The above guidance (including Gross Billings, Adjusted EBITDA margin and Free Cash Flow before Dividends Paid) constitutes forward-looking statements. Aimia made a number of economic and market assumptions in preparing its above guidance as well as assumptions regarding currencies and the performance of the economies in which the Corporation operates and market competition and tax laws applicable to the Corporation's operations. The Corporation cautions that the assumptions used to prepare the above guidance, although reasonable at the time they were made, may prove to be incorrect or inaccurate. In addition, the above guidance does not reflect the potential impact of any non-recurring or other special items or of any new material commercial agreements, dispositions, mergers, acquisitions, other business combinations or other transactions that may be announced or that may occur after February 1, 2018. The financial impact of these transactions and non-recurring and other special items can be complex and depends on the facts particular to each of them. We therefore cannot describe the expected impact in a meaningful way or in the same way we presently know about the risks affecting our business. Accordingly, our actual results could differ materially from our expectations as set forth in this news release.

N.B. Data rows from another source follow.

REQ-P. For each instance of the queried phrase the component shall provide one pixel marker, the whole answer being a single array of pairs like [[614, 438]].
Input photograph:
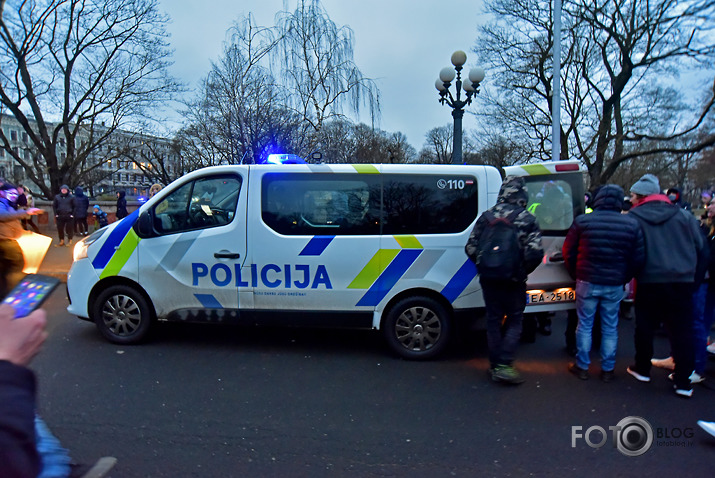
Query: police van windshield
[[555, 201]]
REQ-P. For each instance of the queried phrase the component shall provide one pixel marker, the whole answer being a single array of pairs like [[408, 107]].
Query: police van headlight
[[80, 249]]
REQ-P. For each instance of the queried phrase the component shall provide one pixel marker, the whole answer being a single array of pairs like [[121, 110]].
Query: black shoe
[[578, 371], [641, 377], [528, 338], [100, 469], [607, 376]]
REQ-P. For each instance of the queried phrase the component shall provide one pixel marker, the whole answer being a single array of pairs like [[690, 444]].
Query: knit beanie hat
[[646, 185]]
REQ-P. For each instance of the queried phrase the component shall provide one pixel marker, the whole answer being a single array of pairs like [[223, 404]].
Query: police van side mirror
[[144, 225]]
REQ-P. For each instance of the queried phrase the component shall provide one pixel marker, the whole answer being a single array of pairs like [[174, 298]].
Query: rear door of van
[[556, 197]]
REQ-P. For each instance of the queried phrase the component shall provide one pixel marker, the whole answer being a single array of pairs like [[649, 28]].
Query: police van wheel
[[417, 328], [122, 315]]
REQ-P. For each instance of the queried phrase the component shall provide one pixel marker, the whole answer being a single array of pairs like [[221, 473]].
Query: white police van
[[362, 246]]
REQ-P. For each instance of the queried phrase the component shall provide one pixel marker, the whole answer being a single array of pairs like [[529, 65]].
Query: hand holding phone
[[30, 293], [21, 340]]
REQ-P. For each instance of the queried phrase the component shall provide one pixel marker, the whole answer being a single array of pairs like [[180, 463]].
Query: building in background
[[126, 161]]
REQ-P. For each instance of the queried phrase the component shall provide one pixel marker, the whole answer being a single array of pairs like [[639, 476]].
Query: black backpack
[[499, 254]]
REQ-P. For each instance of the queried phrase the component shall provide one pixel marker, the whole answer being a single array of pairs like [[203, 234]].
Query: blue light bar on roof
[[284, 159]]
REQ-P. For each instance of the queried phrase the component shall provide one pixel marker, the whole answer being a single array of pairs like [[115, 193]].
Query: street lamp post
[[471, 88]]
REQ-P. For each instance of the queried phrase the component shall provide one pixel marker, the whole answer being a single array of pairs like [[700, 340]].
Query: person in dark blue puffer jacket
[[603, 251]]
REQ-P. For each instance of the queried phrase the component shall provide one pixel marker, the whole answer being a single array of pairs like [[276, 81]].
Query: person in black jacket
[[121, 205], [676, 260], [602, 251], [20, 341], [63, 206], [508, 297], [81, 205]]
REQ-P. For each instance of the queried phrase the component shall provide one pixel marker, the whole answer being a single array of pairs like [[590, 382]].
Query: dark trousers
[[505, 302], [672, 305], [11, 264], [65, 224], [80, 225]]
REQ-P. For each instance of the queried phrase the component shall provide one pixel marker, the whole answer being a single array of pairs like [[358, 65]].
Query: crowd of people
[[648, 240]]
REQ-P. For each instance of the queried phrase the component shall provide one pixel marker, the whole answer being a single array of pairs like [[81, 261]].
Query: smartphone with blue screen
[[30, 293]]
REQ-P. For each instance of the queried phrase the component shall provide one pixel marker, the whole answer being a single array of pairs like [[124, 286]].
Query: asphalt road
[[216, 401]]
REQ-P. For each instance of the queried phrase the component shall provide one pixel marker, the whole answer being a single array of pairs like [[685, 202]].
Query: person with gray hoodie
[[676, 260]]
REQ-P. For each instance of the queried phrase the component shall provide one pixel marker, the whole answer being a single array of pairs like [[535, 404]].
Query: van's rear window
[[362, 204]]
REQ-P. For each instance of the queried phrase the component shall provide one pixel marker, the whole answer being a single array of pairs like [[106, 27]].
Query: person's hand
[[21, 339]]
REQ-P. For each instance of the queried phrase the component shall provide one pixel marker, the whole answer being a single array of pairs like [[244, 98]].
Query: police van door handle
[[556, 257], [226, 255]]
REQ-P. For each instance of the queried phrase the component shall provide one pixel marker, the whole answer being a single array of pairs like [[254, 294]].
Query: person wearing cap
[[63, 207], [99, 216], [676, 260]]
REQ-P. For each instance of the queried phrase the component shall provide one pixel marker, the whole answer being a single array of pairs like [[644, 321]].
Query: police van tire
[[122, 315], [417, 328]]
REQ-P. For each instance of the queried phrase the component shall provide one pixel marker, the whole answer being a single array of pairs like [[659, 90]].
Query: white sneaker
[[666, 363], [707, 426], [99, 470], [681, 392], [695, 377]]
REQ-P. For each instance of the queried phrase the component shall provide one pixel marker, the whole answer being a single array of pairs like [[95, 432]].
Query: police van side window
[[206, 202], [429, 204], [300, 204]]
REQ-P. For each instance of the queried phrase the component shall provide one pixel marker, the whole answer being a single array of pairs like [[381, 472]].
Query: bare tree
[[438, 146], [318, 67], [621, 61], [73, 72]]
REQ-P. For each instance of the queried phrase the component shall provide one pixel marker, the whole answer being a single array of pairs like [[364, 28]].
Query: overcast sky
[[401, 44]]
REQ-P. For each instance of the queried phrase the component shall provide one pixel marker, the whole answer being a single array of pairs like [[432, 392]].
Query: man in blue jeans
[[602, 251], [676, 260]]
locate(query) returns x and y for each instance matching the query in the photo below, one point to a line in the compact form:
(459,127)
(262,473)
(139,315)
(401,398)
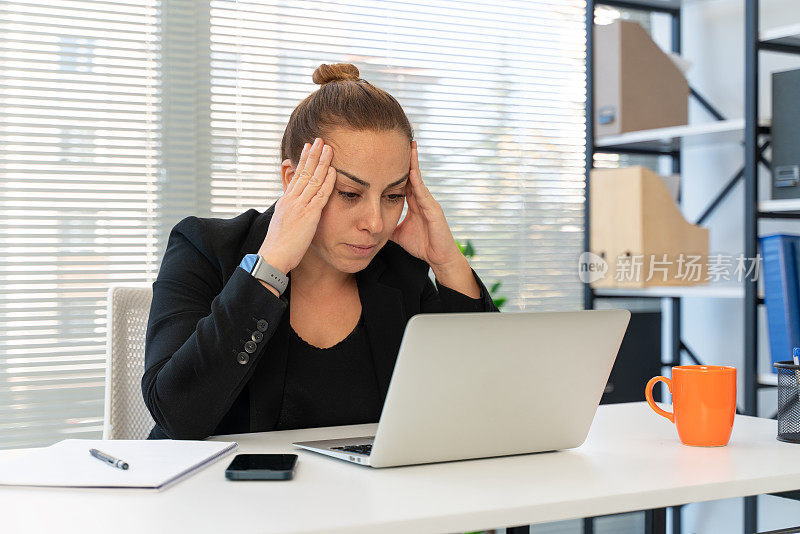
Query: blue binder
(782,293)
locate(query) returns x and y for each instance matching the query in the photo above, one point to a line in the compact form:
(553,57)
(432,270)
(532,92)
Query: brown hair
(344,100)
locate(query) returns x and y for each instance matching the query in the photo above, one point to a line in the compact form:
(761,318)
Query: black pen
(110,460)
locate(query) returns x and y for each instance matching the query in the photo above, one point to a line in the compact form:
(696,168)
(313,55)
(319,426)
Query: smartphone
(261,467)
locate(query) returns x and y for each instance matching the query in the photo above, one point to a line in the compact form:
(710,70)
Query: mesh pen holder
(788,401)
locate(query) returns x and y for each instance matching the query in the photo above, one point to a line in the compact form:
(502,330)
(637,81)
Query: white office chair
(126,416)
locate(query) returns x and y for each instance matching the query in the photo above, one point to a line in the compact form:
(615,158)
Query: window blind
(495,92)
(79,181)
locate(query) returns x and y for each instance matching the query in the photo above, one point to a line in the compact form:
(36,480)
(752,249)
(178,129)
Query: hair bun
(334,73)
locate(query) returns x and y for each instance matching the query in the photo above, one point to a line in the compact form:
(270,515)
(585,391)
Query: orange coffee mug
(703,403)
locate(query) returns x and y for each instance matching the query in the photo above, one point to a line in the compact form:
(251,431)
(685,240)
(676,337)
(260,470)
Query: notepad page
(152,463)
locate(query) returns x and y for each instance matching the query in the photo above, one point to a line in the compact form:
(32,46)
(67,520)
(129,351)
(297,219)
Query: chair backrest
(126,416)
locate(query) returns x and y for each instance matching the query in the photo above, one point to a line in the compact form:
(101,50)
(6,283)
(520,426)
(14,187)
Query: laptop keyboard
(360,449)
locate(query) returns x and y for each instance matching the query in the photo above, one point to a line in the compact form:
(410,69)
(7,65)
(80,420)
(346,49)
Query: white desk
(632,460)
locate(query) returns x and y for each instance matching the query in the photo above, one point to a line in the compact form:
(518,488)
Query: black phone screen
(263,462)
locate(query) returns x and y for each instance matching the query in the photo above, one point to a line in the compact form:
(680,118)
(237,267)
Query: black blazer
(197,381)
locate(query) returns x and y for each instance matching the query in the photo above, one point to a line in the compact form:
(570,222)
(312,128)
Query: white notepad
(153,464)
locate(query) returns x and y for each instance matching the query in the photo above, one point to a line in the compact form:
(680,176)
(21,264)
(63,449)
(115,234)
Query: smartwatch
(261,270)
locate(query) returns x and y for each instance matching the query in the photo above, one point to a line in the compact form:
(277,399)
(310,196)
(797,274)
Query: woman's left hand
(424,232)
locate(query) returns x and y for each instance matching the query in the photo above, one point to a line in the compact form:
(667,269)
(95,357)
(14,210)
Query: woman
(293,318)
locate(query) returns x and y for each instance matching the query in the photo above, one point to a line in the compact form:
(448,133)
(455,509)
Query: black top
(331,386)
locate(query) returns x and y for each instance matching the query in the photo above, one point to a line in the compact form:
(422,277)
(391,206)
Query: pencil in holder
(788,401)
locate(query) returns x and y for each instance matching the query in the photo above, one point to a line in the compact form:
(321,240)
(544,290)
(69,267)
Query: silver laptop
(475,385)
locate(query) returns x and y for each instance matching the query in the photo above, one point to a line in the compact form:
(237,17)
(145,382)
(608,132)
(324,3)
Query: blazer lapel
(384,320)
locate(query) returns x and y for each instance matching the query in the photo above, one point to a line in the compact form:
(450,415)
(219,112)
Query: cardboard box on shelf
(637,228)
(637,86)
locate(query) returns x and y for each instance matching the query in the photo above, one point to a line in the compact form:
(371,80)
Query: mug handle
(648,393)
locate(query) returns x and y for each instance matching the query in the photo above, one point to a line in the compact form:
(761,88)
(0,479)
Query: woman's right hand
(298,211)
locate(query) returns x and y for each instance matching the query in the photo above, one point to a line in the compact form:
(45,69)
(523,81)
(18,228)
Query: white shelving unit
(721,291)
(675,137)
(787,205)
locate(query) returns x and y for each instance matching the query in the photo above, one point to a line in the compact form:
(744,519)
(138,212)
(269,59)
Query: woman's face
(367,198)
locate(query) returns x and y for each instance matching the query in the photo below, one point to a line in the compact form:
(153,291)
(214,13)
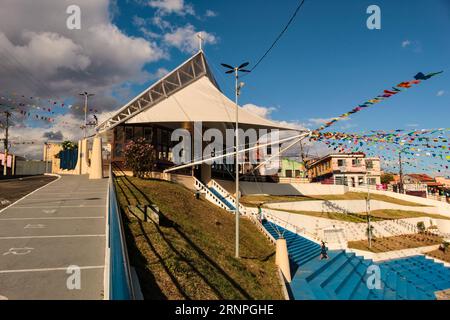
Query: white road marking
(18,251)
(59,236)
(46,185)
(48,269)
(49,211)
(50,218)
(35,226)
(79,206)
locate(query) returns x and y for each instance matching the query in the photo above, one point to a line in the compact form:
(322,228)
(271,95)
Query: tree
(386,178)
(140,157)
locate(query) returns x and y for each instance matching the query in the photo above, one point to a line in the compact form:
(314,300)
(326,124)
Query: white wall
(285,189)
(443,208)
(351,231)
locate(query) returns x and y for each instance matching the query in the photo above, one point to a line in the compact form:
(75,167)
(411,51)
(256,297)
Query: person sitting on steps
(323,251)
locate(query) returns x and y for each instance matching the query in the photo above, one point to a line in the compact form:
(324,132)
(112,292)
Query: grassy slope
(192,255)
(396,243)
(253,200)
(444,256)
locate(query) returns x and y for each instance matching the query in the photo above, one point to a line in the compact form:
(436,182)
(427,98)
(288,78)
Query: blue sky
(328,61)
(326,64)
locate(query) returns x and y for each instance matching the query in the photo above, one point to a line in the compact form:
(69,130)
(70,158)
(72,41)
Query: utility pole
(369,227)
(238,87)
(400,187)
(86,96)
(6,144)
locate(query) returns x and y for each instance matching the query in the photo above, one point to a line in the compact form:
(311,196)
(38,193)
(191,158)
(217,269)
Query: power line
(280,35)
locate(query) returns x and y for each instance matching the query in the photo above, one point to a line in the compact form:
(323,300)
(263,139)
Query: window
(128,133)
(148,133)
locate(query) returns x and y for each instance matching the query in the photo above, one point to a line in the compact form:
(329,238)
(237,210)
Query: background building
(352,169)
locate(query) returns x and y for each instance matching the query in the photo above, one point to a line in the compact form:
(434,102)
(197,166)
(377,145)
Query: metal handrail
(120,280)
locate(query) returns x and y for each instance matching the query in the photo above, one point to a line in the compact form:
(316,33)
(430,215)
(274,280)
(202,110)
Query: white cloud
(414,45)
(172,6)
(158,74)
(263,112)
(266,112)
(406,43)
(186,39)
(41,57)
(320,121)
(210,14)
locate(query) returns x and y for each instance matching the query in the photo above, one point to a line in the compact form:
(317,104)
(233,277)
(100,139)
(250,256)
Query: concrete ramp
(52,242)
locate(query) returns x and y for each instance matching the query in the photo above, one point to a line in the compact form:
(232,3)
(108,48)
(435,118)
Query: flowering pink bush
(140,157)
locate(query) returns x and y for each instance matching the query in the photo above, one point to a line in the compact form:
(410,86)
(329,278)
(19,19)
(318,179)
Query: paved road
(60,225)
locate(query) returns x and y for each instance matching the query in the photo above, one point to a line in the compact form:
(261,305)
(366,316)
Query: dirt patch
(14,189)
(387,244)
(441,255)
(254,200)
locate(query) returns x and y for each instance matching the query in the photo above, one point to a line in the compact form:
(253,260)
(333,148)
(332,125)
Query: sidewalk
(60,225)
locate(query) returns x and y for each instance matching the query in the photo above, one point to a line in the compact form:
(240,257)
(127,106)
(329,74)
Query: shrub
(68,145)
(421,227)
(140,157)
(445,245)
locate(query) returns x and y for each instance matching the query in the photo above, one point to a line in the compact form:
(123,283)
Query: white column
(282,259)
(96,169)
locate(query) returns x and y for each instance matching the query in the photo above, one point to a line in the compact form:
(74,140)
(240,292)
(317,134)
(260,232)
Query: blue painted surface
(344,275)
(120,287)
(223,199)
(68,159)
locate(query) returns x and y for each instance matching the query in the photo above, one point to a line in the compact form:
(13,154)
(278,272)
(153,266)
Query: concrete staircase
(230,206)
(344,275)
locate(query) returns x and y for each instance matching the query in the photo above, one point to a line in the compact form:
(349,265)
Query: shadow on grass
(147,280)
(166,222)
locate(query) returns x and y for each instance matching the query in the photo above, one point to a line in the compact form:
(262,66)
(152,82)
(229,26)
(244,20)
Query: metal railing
(120,284)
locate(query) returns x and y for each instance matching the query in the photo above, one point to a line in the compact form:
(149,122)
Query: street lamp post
(238,87)
(86,96)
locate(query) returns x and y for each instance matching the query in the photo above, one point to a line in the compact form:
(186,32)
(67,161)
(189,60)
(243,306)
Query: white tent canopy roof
(200,101)
(187,94)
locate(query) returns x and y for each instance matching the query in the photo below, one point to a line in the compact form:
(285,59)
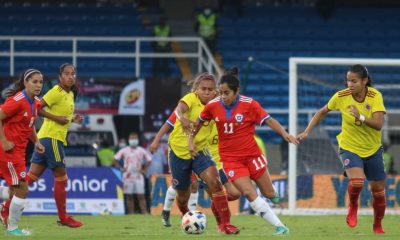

Forward-looking statements, by their nature, are based on assumptions and are subject to important risks and uncertainties. Any forecasts, predictions or forward-looking statements cannot be relied upon due to, among other things, changing external events and general uncertainties of the business and its corporate structure. Results indicated in forward-looking statements may differ materially from actual results for a number of reasons, including without limitation, dependency on Significant Accumulation Partners and clients, failure to safeguard databases, cyber security and consumer privacy, reliance on Redemption Partners, conflicts of interest, greater than expected redemptions for rewards, regulatory matters, retail market/economic conditions, industry competition, Air Canada liquidity issues or air travel industry disruptions, airline industry changes and increased airline costs, supply and capacity costs, unfunded future redemption costs, changes to coalition loyalty programs, seasonal nature of the business, other factors and prior performance, foreign operations, legal proceedings, reliance on key personnel, labour relations, pension liability, technological disruptions, inability to use third-party software and outsourcing, failure to protect intellectual property rights, interest rate and currency fluctuations (including currency risk on our foreign operations which are denominated in a currency other than the Canadian dollar, mainly the pound sterling, and subject to fluctuations as a result of foreign exchange rate variations), leverage and restrictive covenants in current and future indebtedness, uncertainty of dividend declarations and/or payments on either common shares or preferred shares, managing growth, credit ratings, audit by tax authorities, as well as the other factors identified throughout Aimia's public disclosure records on file with the Canadian securities regulatory authorities.
The forward-looking statements contained herein represent Aimia's expectations as of February 1, 2018, and are subject to change after such date. However, Aimia disclaims any intention or obligation to update or revise any forward-looking statements whether as a result of new information, future events or otherwise, except as required under applicable securities regulations.